Kein Schweben mehr: Die Filharmonie in Filderstadt musste auch den Tanzabend „Of curious Nature“ absagen. Foto: privat/Marcel Wogram

Kulturschaffende zeigen sich enttäuscht über den Lockdown für Theater und Veranstaltungsorte. Die „Aschenbrödel“-Premiere im Theater unter den Kuppeln in Stetten ist ebenso abgesagt wie die Auftritte in der Filharmonie in Filderstadt.

Leinfelden-Echterdingen - Es trifft uns hart, und wir bedauern es, unserem Publikum nichts im November anbieten zu können“, sagt Christian Fickert, der Intendant des Theaters unter den Kuppeln in Stetten zum Lockdown unter anderem für die Kultur. Die Premiere des Kinderstücks „Drei Haselnüsse für Aschenbrödel“ am 14. November ist abgesagt, der Probenbetrieb bis auf Weiteres eingestellt: „Wir haben das Hygienekonzept sehr ernst genommen und es eher übervorsichtig gehandhabt. Daher ist das schon enttäuschend.“

Geplant war, von Mitte November an folgende Geschichte zu erzählen: Das von ihrer Stiefmutter gegängelte Aschenbrödel verliebt sich in einen Prinzen. Die Corona-Pandemie hätte die Darstellung von Verliebtheit nicht einfacher gemacht: Denn nicht nur für die maximal 50 Zuschauer in der 180 Personen fassenden Studio-Bühne hätte auch während der Vorstellung Mindestabstand und Maskenpflicht gegolten – sondern auch für die Darsteller. Die Jugendlichen und jungen Erwachsenen aus der Jugendgruppe des Theaters hätten auf der Bühne mindestens 1,5 Meter Abstand gehalten und – dort wo Abstand nicht möglich gewesen wäre – einen Mund-Nasen-Schutz. „In einer Szene wird ein Baum dargestellt“, berichtet Christian Fickert, der Intendant, „aber der Baum steht mit dem Rücken zum Publikum, also sehen die Zuschauer die Maske nicht“.

„Wir geben unser Bestes“

Für Zuschauer des Stücks ab drei Jahren hätte es Zweier-, Dreier- und Viererplätze geben, außerdem hätte noch vor der Premiere ein Luftreinigungsfilter im Theaterraum installiert werden sollen. „Wir haben viel in das Hygienekonzept investiert, und es ist ärgerlich, dass wir trotzdem nicht spielen können“, sagt Christian Fickert. Weil sich die Maximal-zwei-Haushalte-Regel bei Proben nicht einhalten lasse, liegt im Amateurtheater in Stetten zunächst alles auf Eis. Christian Fickert hofft, vielleicht dennoch ab Mitte Dezember seine „Aschenbrödel“-Produktion vor Publikum zeigen zu können: „Wir geben unser Bestes, dass es bald wieder weitergehen kann, indem wir uns an die Regeln halten.“

Auch in der Filharmonie in Filderstadt ist für den November einiges geplant gewesen – von Poetry-Slam über Maskentheater und Musik bis zur Aufführung des Stückes „Indien“ von Josef Hader und Alfred Dorfer und der Präsentation des Tanzabends „Of curious Nature“ Doch auch all das ist komplett abgesagt. Für Alexander Frey, den Abteilungsleiter Kultur der Filharmonie, eine schwierige Entscheidung: „Aus Veranstaltungshäusern und Theatern in Deutschland wurde keinerlei Infektionsgeschehen gemeldet, nirgends“, sagt er.

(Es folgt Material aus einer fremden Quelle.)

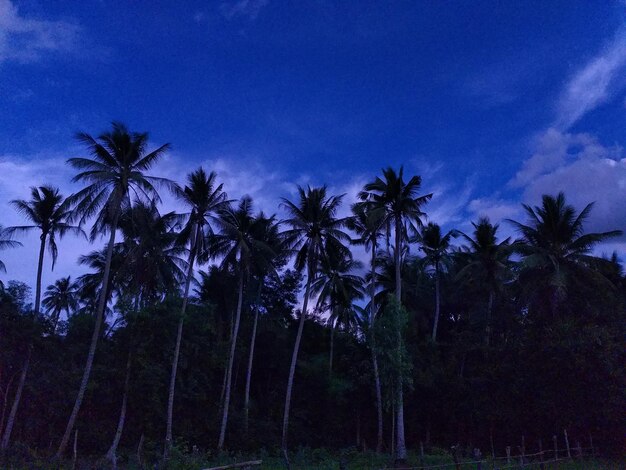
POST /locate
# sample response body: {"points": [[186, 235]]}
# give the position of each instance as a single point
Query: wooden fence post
{"points": [[478, 456]]}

„Kultur muss sichtbar bleiben“

In der Filharmonie sei viel für die Sicherheit der Besucher getan worden, berichtet Frey, und zwar mittels „einer Beschränkung der Auslastung unserer Räume auf ein Viertel, mit mehr als 1,5 Metern Abstand der Besucherinnen zueinander, festen Sitzplätzen, persönlich registrierten Karten, dem Verzicht auf Pausen und Bewirtung, mit einer Lüftungsanlage, die sechsmal in der Stunde die Luft wechselt im Raum“, zählt er auf.

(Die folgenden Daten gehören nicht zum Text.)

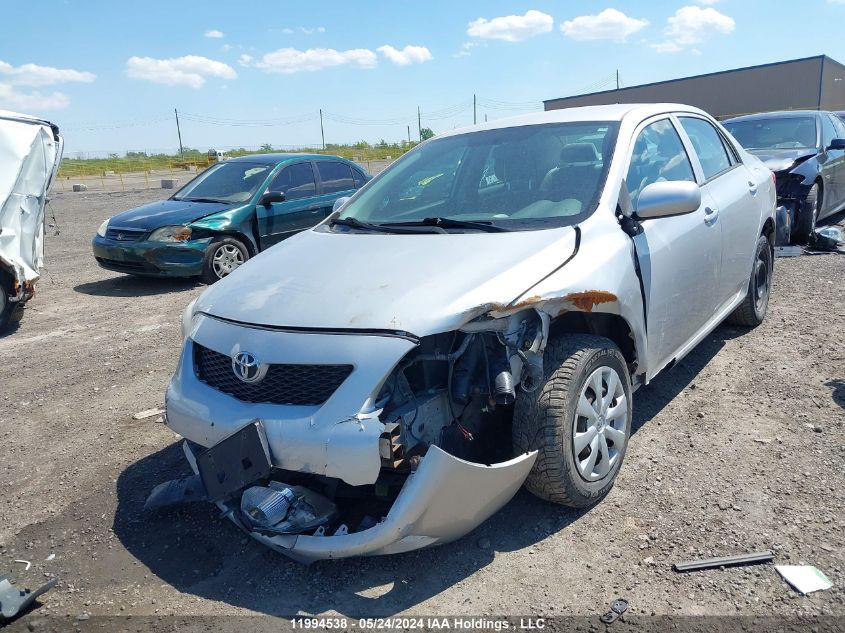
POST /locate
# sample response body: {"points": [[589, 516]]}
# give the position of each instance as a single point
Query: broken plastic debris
{"points": [[804, 578], [14, 600], [286, 509], [148, 413]]}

Alexander Frey fordert: „Kultur muss sichtbar bleiben.“ Und er stellt Fragen, die Kulturschaffende und Kulturfreunde derzeit überall umtreiben: „Ist Kultur Vergnügen oder nicht Teil der unverzichtbaren Daseinsgrundvorsorge eines funktionierenden und demokratischen Gemeinwesens? Ist es nicht ein Bürgerrecht sich auszudrücken in Kultur und die Perzeption von Ausdrücken von Kultur?“

Im November hat er keine Möglichkeit, Antworten auf diese Fragen mit künstlerischen Mitteln auf der Bühne der Filharmonie zu präsentieren.